How you must despise me!

HEFFTERDINGT.

Ah, Miss Magda, I have long been a stranger to despite. We are all poor sinners--

MAGDA.

[_With a bitter laugh_.] Truly we are-- Oh, I am so tired!--it is crushing me. There is that old man going out to let himself be shot dead for my sake, as if he could atone for all my sins with his single life! Oh, I am so tired!

HEFFTERDINGT.

Miss Magda--I can only conjecture--what all this means--but you have given me the right to speak to you as a friend. And I feel that I am even more. I am your fellow-sinner, Miss Magda!

MAGDA.

Good Heavens!
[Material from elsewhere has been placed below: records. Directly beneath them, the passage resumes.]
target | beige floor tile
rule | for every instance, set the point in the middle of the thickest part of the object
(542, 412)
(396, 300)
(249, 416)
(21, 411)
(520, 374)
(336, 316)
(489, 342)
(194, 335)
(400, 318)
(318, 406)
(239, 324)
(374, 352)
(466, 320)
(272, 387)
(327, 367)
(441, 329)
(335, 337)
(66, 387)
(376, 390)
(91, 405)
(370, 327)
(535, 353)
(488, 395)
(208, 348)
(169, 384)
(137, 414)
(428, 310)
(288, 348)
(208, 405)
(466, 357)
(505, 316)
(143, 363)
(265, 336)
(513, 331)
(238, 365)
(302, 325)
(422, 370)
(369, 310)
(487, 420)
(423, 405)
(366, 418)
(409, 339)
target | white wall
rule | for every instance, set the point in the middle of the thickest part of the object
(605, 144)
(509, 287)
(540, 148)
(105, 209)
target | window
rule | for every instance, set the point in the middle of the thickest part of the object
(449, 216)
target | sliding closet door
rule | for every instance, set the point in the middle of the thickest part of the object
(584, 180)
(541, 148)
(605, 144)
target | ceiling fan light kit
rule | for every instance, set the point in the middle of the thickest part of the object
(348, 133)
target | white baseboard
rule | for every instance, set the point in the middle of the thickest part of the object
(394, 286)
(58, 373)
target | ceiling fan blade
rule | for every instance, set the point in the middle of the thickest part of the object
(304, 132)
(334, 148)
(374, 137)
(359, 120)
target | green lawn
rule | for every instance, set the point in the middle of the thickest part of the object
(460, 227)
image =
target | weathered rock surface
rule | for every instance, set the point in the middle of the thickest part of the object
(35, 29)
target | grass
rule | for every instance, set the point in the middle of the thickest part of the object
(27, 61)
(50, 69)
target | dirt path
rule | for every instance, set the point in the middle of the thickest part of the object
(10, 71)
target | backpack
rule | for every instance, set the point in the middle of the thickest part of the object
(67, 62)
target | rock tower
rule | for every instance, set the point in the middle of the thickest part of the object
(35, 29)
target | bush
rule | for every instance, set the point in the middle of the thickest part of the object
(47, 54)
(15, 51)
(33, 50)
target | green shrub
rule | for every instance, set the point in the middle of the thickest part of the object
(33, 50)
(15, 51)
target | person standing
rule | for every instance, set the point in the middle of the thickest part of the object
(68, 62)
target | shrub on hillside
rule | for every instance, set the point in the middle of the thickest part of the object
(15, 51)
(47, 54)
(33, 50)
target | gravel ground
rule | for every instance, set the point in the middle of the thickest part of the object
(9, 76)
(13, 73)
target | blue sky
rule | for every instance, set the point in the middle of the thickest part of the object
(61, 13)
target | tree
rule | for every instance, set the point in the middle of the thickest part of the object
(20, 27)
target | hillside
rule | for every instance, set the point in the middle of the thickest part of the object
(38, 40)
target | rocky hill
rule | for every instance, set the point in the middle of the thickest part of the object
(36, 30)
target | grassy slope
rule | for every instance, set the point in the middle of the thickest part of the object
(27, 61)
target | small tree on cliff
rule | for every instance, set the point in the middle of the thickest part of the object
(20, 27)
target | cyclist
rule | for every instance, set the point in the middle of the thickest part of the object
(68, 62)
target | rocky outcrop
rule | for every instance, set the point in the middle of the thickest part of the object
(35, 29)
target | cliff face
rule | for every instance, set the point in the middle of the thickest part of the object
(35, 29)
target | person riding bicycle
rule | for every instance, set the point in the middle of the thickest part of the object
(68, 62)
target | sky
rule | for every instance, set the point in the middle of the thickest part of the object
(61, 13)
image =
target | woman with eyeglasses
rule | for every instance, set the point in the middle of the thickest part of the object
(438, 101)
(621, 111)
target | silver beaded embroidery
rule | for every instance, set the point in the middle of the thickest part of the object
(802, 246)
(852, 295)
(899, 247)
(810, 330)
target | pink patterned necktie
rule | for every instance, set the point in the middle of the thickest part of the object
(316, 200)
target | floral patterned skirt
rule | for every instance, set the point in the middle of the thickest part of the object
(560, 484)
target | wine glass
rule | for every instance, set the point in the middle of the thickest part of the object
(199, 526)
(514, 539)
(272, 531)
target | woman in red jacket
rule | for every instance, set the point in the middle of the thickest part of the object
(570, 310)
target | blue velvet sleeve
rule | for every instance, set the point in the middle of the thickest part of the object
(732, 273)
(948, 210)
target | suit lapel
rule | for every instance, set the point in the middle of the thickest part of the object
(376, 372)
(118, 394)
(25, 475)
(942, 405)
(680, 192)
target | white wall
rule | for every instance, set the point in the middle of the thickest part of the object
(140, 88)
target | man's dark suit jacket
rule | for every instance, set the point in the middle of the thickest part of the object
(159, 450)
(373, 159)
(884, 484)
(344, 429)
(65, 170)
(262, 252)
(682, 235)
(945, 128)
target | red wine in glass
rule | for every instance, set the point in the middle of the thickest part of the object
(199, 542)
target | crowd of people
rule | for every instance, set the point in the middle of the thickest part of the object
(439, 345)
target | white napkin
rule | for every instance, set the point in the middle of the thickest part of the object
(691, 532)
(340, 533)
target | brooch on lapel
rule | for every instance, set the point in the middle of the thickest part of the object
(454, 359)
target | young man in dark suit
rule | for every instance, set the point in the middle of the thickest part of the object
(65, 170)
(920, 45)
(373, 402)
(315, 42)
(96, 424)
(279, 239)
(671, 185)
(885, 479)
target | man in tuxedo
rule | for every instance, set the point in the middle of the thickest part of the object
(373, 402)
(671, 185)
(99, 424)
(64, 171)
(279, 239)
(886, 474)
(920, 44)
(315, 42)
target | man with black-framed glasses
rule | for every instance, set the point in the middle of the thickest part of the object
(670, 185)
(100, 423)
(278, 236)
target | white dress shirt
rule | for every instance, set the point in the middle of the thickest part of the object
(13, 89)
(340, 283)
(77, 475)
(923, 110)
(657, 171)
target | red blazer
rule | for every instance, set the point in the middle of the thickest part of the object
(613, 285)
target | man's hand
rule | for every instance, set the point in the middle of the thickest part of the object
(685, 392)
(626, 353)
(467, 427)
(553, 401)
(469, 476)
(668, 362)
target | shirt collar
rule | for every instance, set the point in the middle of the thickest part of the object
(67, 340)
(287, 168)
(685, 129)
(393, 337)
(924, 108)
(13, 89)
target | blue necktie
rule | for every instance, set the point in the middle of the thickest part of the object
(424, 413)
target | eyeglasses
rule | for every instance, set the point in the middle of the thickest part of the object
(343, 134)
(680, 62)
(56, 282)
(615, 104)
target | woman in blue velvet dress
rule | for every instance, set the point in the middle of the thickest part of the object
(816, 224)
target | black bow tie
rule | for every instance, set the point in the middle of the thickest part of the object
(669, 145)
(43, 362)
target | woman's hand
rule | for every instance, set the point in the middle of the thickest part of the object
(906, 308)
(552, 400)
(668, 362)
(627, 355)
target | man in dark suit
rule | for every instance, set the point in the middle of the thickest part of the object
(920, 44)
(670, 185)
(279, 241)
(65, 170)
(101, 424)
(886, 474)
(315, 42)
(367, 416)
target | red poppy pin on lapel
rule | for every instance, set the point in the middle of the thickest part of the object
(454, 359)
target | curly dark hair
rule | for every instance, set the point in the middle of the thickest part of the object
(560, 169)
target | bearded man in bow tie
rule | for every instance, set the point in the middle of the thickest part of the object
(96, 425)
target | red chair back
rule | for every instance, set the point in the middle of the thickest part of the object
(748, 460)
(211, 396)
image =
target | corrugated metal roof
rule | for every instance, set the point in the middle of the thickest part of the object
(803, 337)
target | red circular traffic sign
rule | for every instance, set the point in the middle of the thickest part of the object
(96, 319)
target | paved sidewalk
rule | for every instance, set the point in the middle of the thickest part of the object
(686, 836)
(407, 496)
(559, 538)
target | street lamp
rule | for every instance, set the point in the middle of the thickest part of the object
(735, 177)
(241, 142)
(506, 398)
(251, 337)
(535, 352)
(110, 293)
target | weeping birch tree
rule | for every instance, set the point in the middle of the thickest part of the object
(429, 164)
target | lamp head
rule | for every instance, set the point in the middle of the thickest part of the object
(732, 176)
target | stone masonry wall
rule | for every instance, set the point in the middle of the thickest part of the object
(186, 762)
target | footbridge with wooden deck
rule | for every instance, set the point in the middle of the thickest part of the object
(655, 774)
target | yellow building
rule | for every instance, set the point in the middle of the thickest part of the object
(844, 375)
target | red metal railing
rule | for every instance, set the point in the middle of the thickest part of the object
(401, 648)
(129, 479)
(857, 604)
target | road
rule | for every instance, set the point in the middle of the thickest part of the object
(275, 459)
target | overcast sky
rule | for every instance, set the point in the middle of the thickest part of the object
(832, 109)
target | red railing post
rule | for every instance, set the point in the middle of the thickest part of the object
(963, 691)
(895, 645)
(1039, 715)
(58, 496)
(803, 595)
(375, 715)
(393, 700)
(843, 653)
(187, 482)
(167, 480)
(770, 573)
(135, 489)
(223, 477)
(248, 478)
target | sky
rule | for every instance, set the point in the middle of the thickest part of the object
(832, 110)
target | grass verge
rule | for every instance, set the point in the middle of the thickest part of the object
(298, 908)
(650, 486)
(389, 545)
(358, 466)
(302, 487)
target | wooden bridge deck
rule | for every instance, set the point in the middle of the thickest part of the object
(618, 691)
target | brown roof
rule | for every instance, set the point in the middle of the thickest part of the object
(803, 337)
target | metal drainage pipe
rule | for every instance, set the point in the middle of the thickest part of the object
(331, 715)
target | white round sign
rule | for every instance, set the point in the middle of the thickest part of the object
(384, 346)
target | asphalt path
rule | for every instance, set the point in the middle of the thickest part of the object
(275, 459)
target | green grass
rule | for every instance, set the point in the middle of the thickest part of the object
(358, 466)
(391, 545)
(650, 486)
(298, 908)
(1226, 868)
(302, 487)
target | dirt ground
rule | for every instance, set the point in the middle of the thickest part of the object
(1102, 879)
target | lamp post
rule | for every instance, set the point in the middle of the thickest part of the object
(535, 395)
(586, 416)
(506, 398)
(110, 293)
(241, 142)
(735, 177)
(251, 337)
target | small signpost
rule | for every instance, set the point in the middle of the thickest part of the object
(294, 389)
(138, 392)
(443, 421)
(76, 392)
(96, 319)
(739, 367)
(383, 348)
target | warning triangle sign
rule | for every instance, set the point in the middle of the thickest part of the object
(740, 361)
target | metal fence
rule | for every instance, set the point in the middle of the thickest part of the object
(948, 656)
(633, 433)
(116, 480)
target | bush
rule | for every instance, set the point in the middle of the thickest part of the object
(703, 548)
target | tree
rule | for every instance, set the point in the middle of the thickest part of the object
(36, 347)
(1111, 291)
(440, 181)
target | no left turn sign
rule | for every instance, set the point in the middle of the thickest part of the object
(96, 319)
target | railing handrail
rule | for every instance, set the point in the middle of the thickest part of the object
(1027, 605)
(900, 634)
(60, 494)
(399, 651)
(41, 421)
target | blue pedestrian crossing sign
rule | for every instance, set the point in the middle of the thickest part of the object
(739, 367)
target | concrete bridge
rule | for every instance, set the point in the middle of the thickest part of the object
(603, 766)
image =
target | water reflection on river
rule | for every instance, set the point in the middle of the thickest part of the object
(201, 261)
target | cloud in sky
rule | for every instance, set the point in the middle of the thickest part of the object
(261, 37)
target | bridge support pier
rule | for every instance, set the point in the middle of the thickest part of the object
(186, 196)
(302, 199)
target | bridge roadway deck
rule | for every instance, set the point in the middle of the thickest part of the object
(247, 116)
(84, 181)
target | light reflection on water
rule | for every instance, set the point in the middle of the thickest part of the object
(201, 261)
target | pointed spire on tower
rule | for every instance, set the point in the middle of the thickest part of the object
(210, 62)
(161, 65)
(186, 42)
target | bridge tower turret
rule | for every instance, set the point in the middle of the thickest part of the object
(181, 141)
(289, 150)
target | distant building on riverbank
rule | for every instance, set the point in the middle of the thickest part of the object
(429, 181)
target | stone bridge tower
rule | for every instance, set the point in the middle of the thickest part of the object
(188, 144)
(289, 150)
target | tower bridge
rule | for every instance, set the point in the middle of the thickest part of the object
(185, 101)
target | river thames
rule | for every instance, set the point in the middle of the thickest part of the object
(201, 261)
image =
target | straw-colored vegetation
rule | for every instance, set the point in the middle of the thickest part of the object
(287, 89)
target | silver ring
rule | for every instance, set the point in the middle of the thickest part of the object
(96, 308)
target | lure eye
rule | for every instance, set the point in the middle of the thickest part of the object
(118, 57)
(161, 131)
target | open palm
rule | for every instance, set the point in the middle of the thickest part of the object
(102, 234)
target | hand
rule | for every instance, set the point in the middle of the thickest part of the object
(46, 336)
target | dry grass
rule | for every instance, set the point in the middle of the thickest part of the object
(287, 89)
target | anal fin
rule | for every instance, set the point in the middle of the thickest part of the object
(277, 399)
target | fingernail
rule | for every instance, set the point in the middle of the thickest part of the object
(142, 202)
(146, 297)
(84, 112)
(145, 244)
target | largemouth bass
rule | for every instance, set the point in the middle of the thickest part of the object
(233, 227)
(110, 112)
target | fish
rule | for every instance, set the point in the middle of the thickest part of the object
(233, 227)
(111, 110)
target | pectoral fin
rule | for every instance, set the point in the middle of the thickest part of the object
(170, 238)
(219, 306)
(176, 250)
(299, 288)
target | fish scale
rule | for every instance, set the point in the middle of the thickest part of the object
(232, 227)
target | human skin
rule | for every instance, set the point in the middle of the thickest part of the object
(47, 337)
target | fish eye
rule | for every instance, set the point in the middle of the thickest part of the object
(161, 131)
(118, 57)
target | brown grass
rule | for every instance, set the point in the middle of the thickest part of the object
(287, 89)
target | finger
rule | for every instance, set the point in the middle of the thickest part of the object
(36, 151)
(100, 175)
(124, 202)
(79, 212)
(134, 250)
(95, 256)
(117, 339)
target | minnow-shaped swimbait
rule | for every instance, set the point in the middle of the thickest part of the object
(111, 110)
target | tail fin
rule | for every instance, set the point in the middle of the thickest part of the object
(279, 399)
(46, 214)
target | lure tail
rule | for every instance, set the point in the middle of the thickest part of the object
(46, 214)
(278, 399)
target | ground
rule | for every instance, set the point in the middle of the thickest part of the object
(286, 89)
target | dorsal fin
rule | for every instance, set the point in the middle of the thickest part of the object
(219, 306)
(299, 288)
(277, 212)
Still harping on that!

HEFFTERDINGT.

Do you feel the obligation, Miss Magda, to bring honor and peace back to this house?

MAGDA.

[_Breaking out in anguish_.] You have lived through the sorrow, and ask whether I feel it?

HEFFTERDINGT.

I think your father will obtain from that gentleman the declaration that he is ready for any sort of peaceable satisfaction.

MAGDA.

Ha, ha! The n.o.ble soul! But what can I do?

HEFFTERDINGT.

You can--not spurn the hand which he will offer you.

MAGDA.

What? You don't mean-- This man--this strange man whom I despise--how, how could I--

HEFFTERDINGT.

Dear Miss Magda, there comes an hour to almost every man when he collects the broken pieces of his life, to form them together into a new design. I have found it so with myself. And now it is your turn.